The above and other embodiments of the disclosure will become better understood with regard to the following detailed description of the non-limiting embodiment(s). The following description is made with reference to the accompanying drawings.

BRIEF DESCRIPTION OF THE DRAWINGS

FIG. 1 is a three dimensional view of a portion of a memory structure of a NAND string of a memory array according to an embodiment.

FIG. 2 illustrates a cross-section view of the memory structure along AA line in FIG. 1.

FIG. 3 is a schematic drawing showing a memory structure operated with a method according to an embodiment.

FIG. 4 is a schematic drawing showing a memory structure operated with a method according to a comparative example.

FIG. 5 shows curves of a relation between a retention time and a threshold voltage of an embodiment and a comparative example.

FIG. 6 is an operation method flow according to an embodiment.
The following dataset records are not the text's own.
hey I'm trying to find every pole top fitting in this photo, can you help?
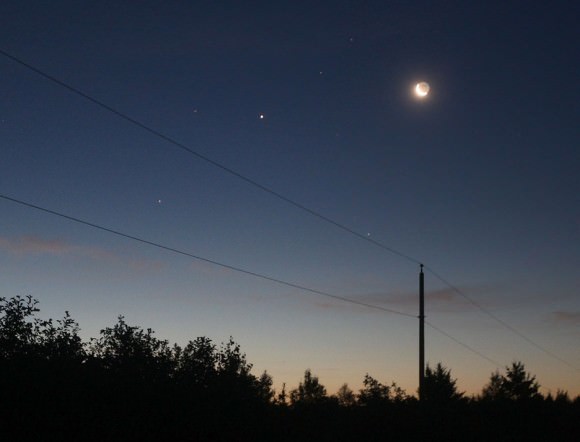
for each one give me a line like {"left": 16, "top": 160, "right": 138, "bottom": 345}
{"left": 420, "top": 263, "right": 424, "bottom": 271}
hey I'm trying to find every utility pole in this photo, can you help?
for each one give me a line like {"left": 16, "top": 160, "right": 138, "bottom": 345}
{"left": 419, "top": 264, "right": 425, "bottom": 401}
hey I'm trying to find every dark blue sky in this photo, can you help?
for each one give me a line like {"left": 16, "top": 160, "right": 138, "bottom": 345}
{"left": 1, "top": 1, "right": 578, "bottom": 395}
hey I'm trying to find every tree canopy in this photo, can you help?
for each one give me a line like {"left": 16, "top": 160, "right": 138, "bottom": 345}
{"left": 422, "top": 363, "right": 464, "bottom": 403}
{"left": 482, "top": 361, "right": 541, "bottom": 401}
{"left": 1, "top": 295, "right": 578, "bottom": 441}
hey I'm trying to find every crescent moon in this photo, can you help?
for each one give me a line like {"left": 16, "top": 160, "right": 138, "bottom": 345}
{"left": 415, "top": 82, "right": 430, "bottom": 97}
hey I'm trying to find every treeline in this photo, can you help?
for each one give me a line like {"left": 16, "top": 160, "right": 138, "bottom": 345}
{"left": 1, "top": 296, "right": 578, "bottom": 441}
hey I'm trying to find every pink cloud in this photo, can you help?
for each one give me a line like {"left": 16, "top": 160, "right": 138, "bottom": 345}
{"left": 340, "top": 285, "right": 498, "bottom": 314}
{"left": 0, "top": 235, "right": 164, "bottom": 272}
{"left": 0, "top": 235, "right": 72, "bottom": 255}
{"left": 552, "top": 311, "right": 580, "bottom": 325}
{"left": 353, "top": 288, "right": 460, "bottom": 308}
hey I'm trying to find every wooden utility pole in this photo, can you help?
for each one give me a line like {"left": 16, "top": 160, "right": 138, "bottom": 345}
{"left": 419, "top": 264, "right": 425, "bottom": 400}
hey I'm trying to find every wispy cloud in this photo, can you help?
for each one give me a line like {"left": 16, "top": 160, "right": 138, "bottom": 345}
{"left": 0, "top": 235, "right": 73, "bottom": 255}
{"left": 552, "top": 311, "right": 580, "bottom": 325}
{"left": 0, "top": 235, "right": 164, "bottom": 272}
{"left": 380, "top": 287, "right": 469, "bottom": 311}
{"left": 314, "top": 284, "right": 499, "bottom": 314}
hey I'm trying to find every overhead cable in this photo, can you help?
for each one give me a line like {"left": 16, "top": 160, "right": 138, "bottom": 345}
{"left": 425, "top": 266, "right": 580, "bottom": 372}
{"left": 0, "top": 48, "right": 421, "bottom": 267}
{"left": 0, "top": 193, "right": 416, "bottom": 319}
{"left": 2, "top": 48, "right": 576, "bottom": 372}
{"left": 1, "top": 193, "right": 508, "bottom": 370}
{"left": 425, "top": 320, "right": 502, "bottom": 367}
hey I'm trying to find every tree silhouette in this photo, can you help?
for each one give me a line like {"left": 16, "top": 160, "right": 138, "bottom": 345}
{"left": 276, "top": 382, "right": 288, "bottom": 406}
{"left": 0, "top": 295, "right": 84, "bottom": 364}
{"left": 1, "top": 296, "right": 90, "bottom": 440}
{"left": 482, "top": 361, "right": 541, "bottom": 401}
{"left": 36, "top": 311, "right": 85, "bottom": 362}
{"left": 336, "top": 383, "right": 356, "bottom": 407}
{"left": 89, "top": 315, "right": 175, "bottom": 381}
{"left": 0, "top": 295, "right": 39, "bottom": 359}
{"left": 175, "top": 336, "right": 218, "bottom": 388}
{"left": 2, "top": 295, "right": 579, "bottom": 441}
{"left": 389, "top": 381, "right": 409, "bottom": 403}
{"left": 290, "top": 369, "right": 327, "bottom": 405}
{"left": 554, "top": 389, "right": 571, "bottom": 404}
{"left": 422, "top": 363, "right": 464, "bottom": 403}
{"left": 481, "top": 369, "right": 504, "bottom": 399}
{"left": 358, "top": 374, "right": 391, "bottom": 407}
{"left": 217, "top": 336, "right": 253, "bottom": 377}
{"left": 255, "top": 370, "right": 275, "bottom": 403}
FIG. 7 is an operation method flow according to an embodiment.

DETAILED DESCRIPTION

Embodiments disclosed herein relate to a method for operating a memory array which can improve stability for a memory device.
The illustrations may not be necessarily drawn to scale, and there may be other embodiments of the present disclosure which are not specifically illustrated. Thus, the specification and the drawings are to be regard as an illustrative sense rather than a restrictive sense. Moreover, the descriptions disclosed in the embodiments of the disclosure such as detailed construction, manufacturing steps and material selections are for illustration only, not for limiting the scope of protection of the disclosure. The steps and elements in details of the embodiments could be modified or changed according to the actual needs of the practical applications. The disclosure is not limited to the descriptions of the embodiments. The illustration uses the same/similar symbols to indicate the same/similar elements.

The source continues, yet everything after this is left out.